Well, the imminent nuclear alarm was something of a scam. And now, the U.S. search team is getting ready to leave Iraq without having found a smoking gun or solid evidence of WMDs.

We’re told alternately that they were destroyed or deterred or hidden or smuggled to Syria. That may be so. But for the moment it’s hard to find what we were preventing or pre-empting in this preventive, pre-emptive war.

And while we are on the subject of slippage, in his speech at sea, the president made yet another connection between the Twin Towers and the regime change: "The battle of Iraq is one victory in a war on terror that began on September the 11th, 2001."

Where was the reminder that there is still, no matter how many times it’s said and no matter how many people believe it, no verified link between the hijackers and the Iraqis?

Everyone wants to be on the winning side. To hold the winner to some standard of truth has come to seem quixotic. It’s as impolite as remembering that Al Gore won the popular vote. It’s as quirky as demanding footnotes on myths.

I am by no means sorry to see the end — presumably — of Saddam. But does success mean never questioning how you were conned into conflict?

We have become tolerant, even appreciative, of spin skill. We’ve been conditioned by a compassionate conservative who wants Clear Skies legislation and to Leave No Child Behind while enacting a tax cut for the rich that will be "helping American families."

I’m not much for ranting, but I have a lifetime habit of journalism. The newspaper, they say, is the first draft of history. They also say that the winners get to write history. There’s inevitably a conflict between the reporter and the mythmaker.

For the past week, my profession has been in an uproar over Jayson Blair, the young New York Times staffer who fabricated stories out of plagiarism, imagination and lies.
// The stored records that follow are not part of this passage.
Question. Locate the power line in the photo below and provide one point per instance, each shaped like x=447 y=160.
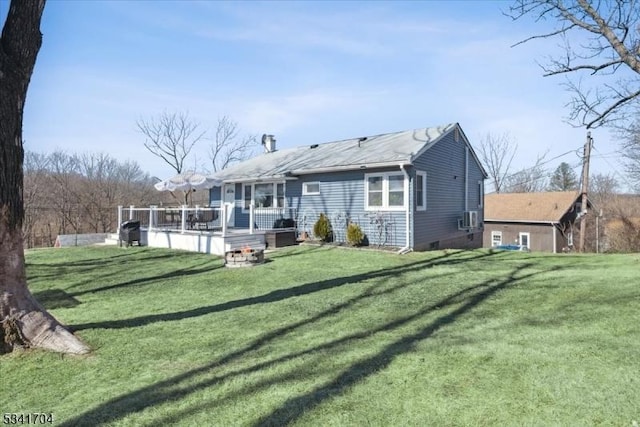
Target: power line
x=615 y=172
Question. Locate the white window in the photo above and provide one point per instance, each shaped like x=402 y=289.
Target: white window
x=496 y=238
x=421 y=191
x=385 y=191
x=311 y=188
x=263 y=195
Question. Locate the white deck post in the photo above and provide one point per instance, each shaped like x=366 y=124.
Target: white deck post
x=119 y=218
x=251 y=217
x=224 y=220
x=153 y=215
x=183 y=219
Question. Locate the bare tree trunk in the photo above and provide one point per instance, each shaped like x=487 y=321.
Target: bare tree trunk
x=23 y=320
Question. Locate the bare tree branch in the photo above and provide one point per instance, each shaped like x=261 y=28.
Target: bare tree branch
x=228 y=147
x=171 y=136
x=497 y=153
x=612 y=46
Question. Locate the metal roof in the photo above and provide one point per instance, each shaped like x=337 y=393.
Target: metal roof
x=365 y=152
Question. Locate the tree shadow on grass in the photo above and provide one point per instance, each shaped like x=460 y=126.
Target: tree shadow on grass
x=189 y=271
x=103 y=266
x=182 y=385
x=282 y=294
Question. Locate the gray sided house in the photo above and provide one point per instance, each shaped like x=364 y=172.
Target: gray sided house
x=418 y=189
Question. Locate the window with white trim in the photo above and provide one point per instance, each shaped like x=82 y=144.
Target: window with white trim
x=496 y=238
x=421 y=191
x=311 y=188
x=385 y=191
x=263 y=195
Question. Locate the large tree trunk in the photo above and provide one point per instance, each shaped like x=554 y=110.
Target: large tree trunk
x=24 y=322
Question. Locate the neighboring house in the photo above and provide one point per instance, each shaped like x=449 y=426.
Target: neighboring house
x=418 y=189
x=537 y=221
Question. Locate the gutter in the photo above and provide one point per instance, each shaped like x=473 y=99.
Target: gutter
x=520 y=221
x=363 y=166
x=407 y=247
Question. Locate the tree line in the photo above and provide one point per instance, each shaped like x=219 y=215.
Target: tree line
x=66 y=193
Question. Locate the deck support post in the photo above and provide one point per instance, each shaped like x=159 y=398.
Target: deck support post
x=251 y=217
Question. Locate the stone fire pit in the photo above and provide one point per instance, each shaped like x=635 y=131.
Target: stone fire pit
x=245 y=257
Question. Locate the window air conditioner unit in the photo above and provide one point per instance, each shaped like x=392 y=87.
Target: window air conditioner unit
x=470 y=219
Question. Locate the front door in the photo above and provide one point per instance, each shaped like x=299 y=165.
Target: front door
x=230 y=198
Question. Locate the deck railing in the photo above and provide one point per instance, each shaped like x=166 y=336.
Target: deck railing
x=197 y=218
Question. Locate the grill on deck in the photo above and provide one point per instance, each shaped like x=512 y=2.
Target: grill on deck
x=245 y=257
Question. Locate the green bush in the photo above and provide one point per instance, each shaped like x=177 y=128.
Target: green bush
x=322 y=228
x=355 y=236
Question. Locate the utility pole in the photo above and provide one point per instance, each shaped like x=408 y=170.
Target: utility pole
x=585 y=189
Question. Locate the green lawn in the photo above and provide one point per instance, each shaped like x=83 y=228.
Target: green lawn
x=331 y=336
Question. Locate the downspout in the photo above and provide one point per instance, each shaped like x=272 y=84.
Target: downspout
x=407 y=246
x=466 y=179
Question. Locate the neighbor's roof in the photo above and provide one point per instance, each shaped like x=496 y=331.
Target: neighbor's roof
x=528 y=207
x=371 y=151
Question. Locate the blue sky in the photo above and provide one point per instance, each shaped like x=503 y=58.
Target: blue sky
x=307 y=72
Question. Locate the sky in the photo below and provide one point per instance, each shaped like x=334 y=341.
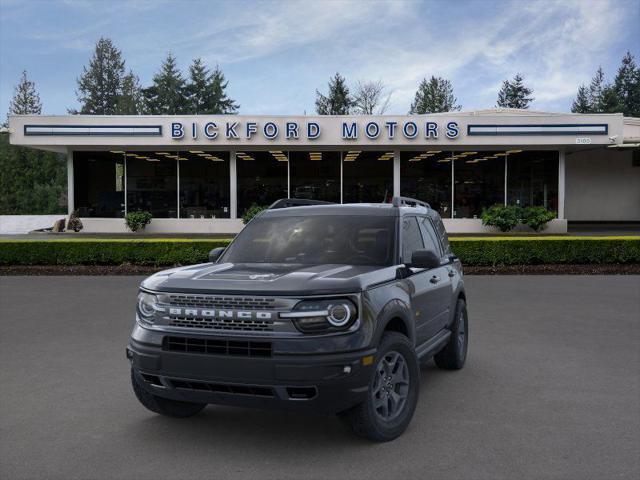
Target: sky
x=275 y=54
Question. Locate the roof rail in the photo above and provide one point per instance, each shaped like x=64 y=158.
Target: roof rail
x=296 y=202
x=408 y=202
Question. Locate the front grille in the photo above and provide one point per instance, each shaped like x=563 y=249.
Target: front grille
x=216 y=301
x=217 y=347
x=254 y=390
x=222 y=324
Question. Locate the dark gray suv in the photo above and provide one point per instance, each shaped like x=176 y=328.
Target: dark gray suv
x=326 y=308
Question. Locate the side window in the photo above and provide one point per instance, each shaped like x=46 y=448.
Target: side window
x=430 y=239
x=442 y=235
x=411 y=238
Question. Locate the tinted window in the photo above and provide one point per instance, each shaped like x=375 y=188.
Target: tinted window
x=442 y=234
x=314 y=240
x=429 y=236
x=411 y=238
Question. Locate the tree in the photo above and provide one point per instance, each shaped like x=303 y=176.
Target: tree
x=130 y=101
x=370 y=98
x=581 y=104
x=25 y=99
x=100 y=85
x=514 y=94
x=434 y=95
x=206 y=92
x=167 y=95
x=338 y=101
x=627 y=86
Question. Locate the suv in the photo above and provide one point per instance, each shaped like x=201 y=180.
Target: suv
x=326 y=308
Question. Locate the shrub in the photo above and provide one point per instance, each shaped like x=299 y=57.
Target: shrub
x=251 y=212
x=537 y=217
x=74 y=223
x=137 y=220
x=504 y=218
x=167 y=252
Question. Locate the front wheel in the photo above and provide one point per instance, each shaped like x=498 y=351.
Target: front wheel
x=454 y=354
x=392 y=395
x=164 y=406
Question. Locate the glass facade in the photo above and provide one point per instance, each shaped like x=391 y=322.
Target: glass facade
x=262 y=178
x=367 y=177
x=532 y=178
x=99 y=184
x=204 y=184
x=315 y=175
x=152 y=184
x=197 y=184
x=426 y=175
x=478 y=182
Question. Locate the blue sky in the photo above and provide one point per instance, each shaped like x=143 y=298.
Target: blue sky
x=276 y=53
The fury comes from those of us who spend long nights on the phone with editors, fact-checking and second-sourcing, and sometimes sweating out corrections.

But what is the price to be paid by the politicians who cut and paste the truth? Who is there to demand a correction for the sales pitch for war?

The president landed safely at sea and his approval ratings float in untroubled waters. Everybody loves to be on the winning side.